I must come from a different planet but the idea that a Conservative government will willfully break the law when it does not suit its purposes, whether by proroguing Parliament or rewriting legislation signed by the Prime Minister himself less than a year previously, is not so much abhorrent as unthinkable.
Frankly, if I happened to be the accountant appointed to represent Boris Johnson or UK plc, I do not think I would have any choice but to talk to my money laundering reporting officer with a view to making a formal declaration to the authorities regarding an offence that the client admitted is unlawful and will undoubtedly lead to financial gain, even given the remarkable ineptitude of those involved.
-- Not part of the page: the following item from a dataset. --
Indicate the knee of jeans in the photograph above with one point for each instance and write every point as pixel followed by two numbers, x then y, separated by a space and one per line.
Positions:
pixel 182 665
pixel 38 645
The next step from there would be a formal letter to the respective client or clients informing them that I no longer felt able to act for them, with the obvious caveat of taking care to ensure that this did not constitute tipping the criminal off.
The more immediate problem that I foresee lies with those clients whose instinct tend towards pushing the limits of legislation as far as it will go and then some.
You can just see your favourite dodgy client not only insisting that you include an expense claim in their tax return to which he or she is not entitled but then gleefully explaining that in doing so they are breaking the law “in a very specific and limited way”.
It is not yet clear whether HMRC will accept that this arrangement will constitute a reasonable excuse for under-declaring income or seeking an excessive deduction.
At a time when so many clients are struggling to survive and there is a serious risk of another lockdown for many businesses in the very near future, the last thing that any accountant needs is an additional temptation to a beleaguered client who can see no way out of an impossible financial dilemma short of perpetrating some kind of fraud.
Maybe I am missing the point but when every living Prime Minister, including those from his own party are denouncing what appears to be outrageous behaviour by the incumbent, you have to hope that the umpteenth U-turn is just around the corner.